The researchers say noise abatement is already strict and say it would be “a mistake to allow the preferences of a vocal but minuscule minority of citizens, however sympathetic their circumstances, to impede much-needed improvements in aviation.”

Here’s their report.

It’s not the most diplomatic approach to the discussion, especially when a researcher for the Koch-funded institution calls the complainers “cranky” and “crazy”, something would turn back the clock of the noise-abatement issue in the Twin Cities, in which airport authorities have at least tried to be civil.

Kriston Capps’ assessment on The Atlantic’s CityLab site is only slightly less abrasive.

Even in places where one caller isn’t dialing in the overwhelming majority of complaints, the upper echelons tend to be dominated by a small number of vocal opponents. Only 42 households complained about noise in Denver, but 4 callers lobbied 4,653 of the complaints—96 percent of the total. (With most all of those coming from way out in Strasburg.) Five individuals made 61 percent of the 688 noise complaints that Portland International Airport received in 2015. (Possibly more complaints than the airport received for ripping up its carpet.)
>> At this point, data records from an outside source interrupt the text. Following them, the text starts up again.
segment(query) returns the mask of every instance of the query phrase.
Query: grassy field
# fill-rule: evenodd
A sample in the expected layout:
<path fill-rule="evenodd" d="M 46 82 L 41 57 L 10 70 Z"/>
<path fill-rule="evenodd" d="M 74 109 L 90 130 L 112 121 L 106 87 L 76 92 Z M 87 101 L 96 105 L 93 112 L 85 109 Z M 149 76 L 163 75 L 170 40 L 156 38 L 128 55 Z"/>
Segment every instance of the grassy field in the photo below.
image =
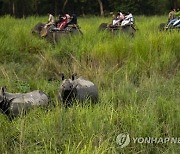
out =
<path fill-rule="evenodd" d="M 136 17 L 134 38 L 97 33 L 110 18 L 80 18 L 84 36 L 53 46 L 32 36 L 46 17 L 0 18 L 0 86 L 9 92 L 40 89 L 52 100 L 13 121 L 0 114 L 0 153 L 179 153 L 179 144 L 120 148 L 116 137 L 180 137 L 180 33 L 159 32 L 166 17 Z M 96 83 L 95 105 L 63 108 L 56 91 L 59 73 L 73 72 Z M 49 78 L 55 81 L 49 82 Z"/>

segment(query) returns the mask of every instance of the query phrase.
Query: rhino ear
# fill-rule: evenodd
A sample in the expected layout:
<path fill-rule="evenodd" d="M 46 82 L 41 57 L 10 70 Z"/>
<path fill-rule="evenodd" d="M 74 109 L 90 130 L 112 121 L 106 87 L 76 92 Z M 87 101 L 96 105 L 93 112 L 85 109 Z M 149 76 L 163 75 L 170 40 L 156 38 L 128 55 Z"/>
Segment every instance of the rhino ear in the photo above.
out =
<path fill-rule="evenodd" d="M 64 73 L 60 73 L 60 77 L 62 79 L 62 81 L 65 79 Z"/>
<path fill-rule="evenodd" d="M 72 80 L 75 80 L 77 78 L 77 73 L 72 74 Z"/>
<path fill-rule="evenodd" d="M 6 87 L 1 87 L 0 95 L 4 96 Z"/>

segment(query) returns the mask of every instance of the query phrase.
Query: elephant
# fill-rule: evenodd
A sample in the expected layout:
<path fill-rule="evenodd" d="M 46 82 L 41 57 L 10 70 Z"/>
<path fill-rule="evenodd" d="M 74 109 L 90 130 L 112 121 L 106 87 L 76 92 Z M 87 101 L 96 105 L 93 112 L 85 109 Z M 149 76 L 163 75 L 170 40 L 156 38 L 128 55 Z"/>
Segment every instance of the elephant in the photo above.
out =
<path fill-rule="evenodd" d="M 32 28 L 32 34 L 37 34 L 40 37 L 46 38 L 48 42 L 56 44 L 64 37 L 69 37 L 75 34 L 83 35 L 79 26 L 76 24 L 68 25 L 64 30 L 55 30 L 56 27 L 51 25 L 47 28 L 44 28 L 45 24 L 38 23 Z"/>

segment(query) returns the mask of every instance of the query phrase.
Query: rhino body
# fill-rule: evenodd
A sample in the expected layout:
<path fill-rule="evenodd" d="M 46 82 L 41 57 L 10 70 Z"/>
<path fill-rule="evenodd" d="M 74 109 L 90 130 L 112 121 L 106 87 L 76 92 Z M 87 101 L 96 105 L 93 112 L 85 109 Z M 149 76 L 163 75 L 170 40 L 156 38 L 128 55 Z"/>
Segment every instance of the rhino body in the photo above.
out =
<path fill-rule="evenodd" d="M 73 99 L 80 102 L 84 102 L 88 99 L 92 102 L 98 101 L 98 89 L 96 85 L 82 77 L 74 80 L 63 80 L 58 95 L 59 100 L 65 105 L 71 105 Z"/>
<path fill-rule="evenodd" d="M 16 117 L 31 108 L 48 106 L 48 96 L 36 90 L 29 93 L 8 93 L 1 91 L 0 108 L 11 117 Z"/>

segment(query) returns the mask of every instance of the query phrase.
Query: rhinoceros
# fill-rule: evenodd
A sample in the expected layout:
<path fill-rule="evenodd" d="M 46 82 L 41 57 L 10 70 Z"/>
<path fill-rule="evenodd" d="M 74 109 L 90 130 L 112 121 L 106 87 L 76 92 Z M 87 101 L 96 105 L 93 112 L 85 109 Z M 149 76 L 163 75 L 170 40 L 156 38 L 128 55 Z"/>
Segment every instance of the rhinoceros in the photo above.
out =
<path fill-rule="evenodd" d="M 9 117 L 16 117 L 31 108 L 47 106 L 48 96 L 39 90 L 28 93 L 9 93 L 0 89 L 0 110 Z"/>
<path fill-rule="evenodd" d="M 58 99 L 65 106 L 72 104 L 72 100 L 84 102 L 90 99 L 92 102 L 98 101 L 98 89 L 94 83 L 85 80 L 82 77 L 77 78 L 76 74 L 71 79 L 64 79 L 62 76 L 62 84 L 58 90 Z"/>

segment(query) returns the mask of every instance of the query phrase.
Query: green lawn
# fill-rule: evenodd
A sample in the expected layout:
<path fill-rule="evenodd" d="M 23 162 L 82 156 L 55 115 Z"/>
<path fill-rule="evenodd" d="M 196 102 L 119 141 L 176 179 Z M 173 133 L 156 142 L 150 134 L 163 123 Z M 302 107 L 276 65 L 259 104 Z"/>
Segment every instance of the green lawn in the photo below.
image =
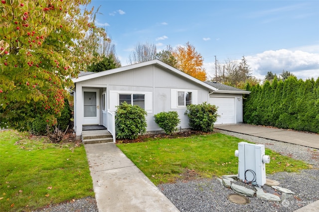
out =
<path fill-rule="evenodd" d="M 30 211 L 94 196 L 83 145 L 28 136 L 0 132 L 0 211 Z"/>
<path fill-rule="evenodd" d="M 174 139 L 155 139 L 142 143 L 118 144 L 118 147 L 155 184 L 174 182 L 195 175 L 211 178 L 237 173 L 238 143 L 244 140 L 220 133 Z M 307 164 L 269 149 L 271 162 L 266 173 L 295 172 Z"/>

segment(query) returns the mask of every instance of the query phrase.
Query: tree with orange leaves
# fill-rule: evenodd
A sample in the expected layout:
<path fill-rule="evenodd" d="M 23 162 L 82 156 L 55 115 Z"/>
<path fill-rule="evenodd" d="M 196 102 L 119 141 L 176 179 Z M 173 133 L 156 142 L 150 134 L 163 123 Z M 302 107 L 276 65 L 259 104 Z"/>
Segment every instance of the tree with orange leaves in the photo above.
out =
<path fill-rule="evenodd" d="M 179 46 L 172 52 L 177 60 L 176 68 L 189 75 L 204 81 L 206 79 L 203 58 L 195 50 L 195 47 L 187 42 L 185 46 Z"/>

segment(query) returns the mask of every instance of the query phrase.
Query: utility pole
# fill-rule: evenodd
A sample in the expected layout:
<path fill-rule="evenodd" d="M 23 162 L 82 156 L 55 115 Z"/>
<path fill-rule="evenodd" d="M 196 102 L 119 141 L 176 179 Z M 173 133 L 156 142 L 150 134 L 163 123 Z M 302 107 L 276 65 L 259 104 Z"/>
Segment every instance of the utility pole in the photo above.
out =
<path fill-rule="evenodd" d="M 214 57 L 215 57 L 215 81 L 217 82 L 217 63 L 216 55 Z"/>

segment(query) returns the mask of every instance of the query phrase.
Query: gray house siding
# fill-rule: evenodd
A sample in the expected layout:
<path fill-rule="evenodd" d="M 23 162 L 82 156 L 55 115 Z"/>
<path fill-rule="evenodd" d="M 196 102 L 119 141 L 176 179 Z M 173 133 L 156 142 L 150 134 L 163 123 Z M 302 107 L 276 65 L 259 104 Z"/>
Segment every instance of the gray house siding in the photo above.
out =
<path fill-rule="evenodd" d="M 161 111 L 175 110 L 178 113 L 180 123 L 178 127 L 189 128 L 188 118 L 184 113 L 185 107 L 172 108 L 172 88 L 182 90 L 196 90 L 197 95 L 196 102 L 201 104 L 208 102 L 208 95 L 207 89 L 199 86 L 191 81 L 186 80 L 180 76 L 172 74 L 169 70 L 151 65 L 145 67 L 123 71 L 109 75 L 102 76 L 83 81 L 85 85 L 102 85 L 100 89 L 100 105 L 102 105 L 102 94 L 106 90 L 107 108 L 114 110 L 112 104 L 118 105 L 118 102 L 112 103 L 112 94 L 116 92 L 150 92 L 152 93 L 152 112 L 148 112 L 147 116 L 148 126 L 147 131 L 160 130 L 160 128 L 154 121 L 154 114 Z M 85 87 L 89 88 L 90 87 Z M 177 100 L 172 100 L 176 101 Z M 102 110 L 100 111 L 100 122 L 102 123 L 103 116 Z"/>

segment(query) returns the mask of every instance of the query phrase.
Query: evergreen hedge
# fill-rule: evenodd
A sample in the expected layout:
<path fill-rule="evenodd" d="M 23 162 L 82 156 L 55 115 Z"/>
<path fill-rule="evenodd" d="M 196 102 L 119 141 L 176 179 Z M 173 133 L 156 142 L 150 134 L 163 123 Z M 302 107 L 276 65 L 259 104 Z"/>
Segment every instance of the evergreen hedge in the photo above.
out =
<path fill-rule="evenodd" d="M 245 123 L 319 133 L 319 78 L 295 76 L 251 87 L 244 101 Z"/>

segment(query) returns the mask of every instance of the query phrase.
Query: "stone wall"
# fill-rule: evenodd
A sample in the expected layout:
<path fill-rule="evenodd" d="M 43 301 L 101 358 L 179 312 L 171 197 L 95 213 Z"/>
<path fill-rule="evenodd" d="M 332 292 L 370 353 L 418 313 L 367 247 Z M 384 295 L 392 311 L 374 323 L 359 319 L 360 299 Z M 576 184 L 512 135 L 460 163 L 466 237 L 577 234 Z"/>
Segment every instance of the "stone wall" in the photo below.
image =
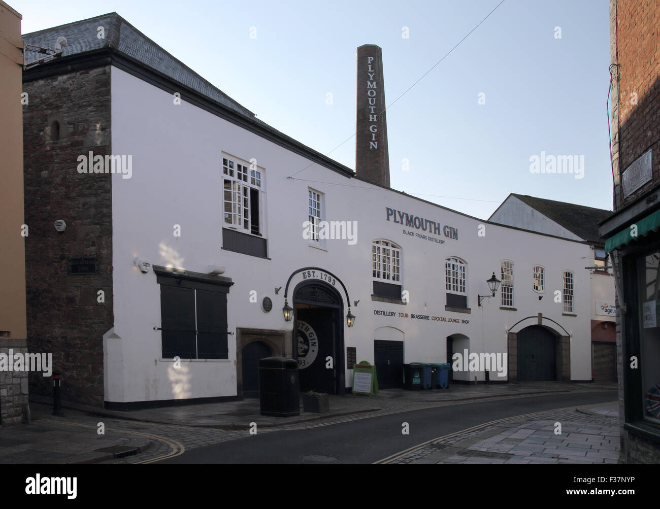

Federal agencies can be terribly susceptible to the distorting effects of a few dedicated opponents of an ostensible public nuisance. For example, complaints to the Federal Communications Commission about indecency on television jumped from 350 in 2000 to some 240,000 in 2003. But 99 percent of these complaints were filed by the Parents Television Council, an advocacy group founded by conservative activist Brent Bozell. Account for all the automated copy-and-paste complaints, though, and it turns out that no one really cares about The Simpsons.

Capps acknowledges that people shouldn’t have to live in noisy flight corridors if they don’t want to. “The answer to this household dilemma, though, is not to move the airport.”

Of course, the proper response isn’t to move either. It’s to try to work out an equitable arrangement that at least seeks some common ground. That doesn’t happen by calling people “crazy.”

I’ve asked the MAC’s Noise Program Office for an assessment of the local complaints.

In August, the latest month for which data is available, 6,196 complaints were lodged from 308 people. Metrowide, about 12,000 complaints came from about 600 people (Data here). One person in Mounds View was responsible for all 51 complaints from that community. One person from Falcon Heights reported 26 separate complaints.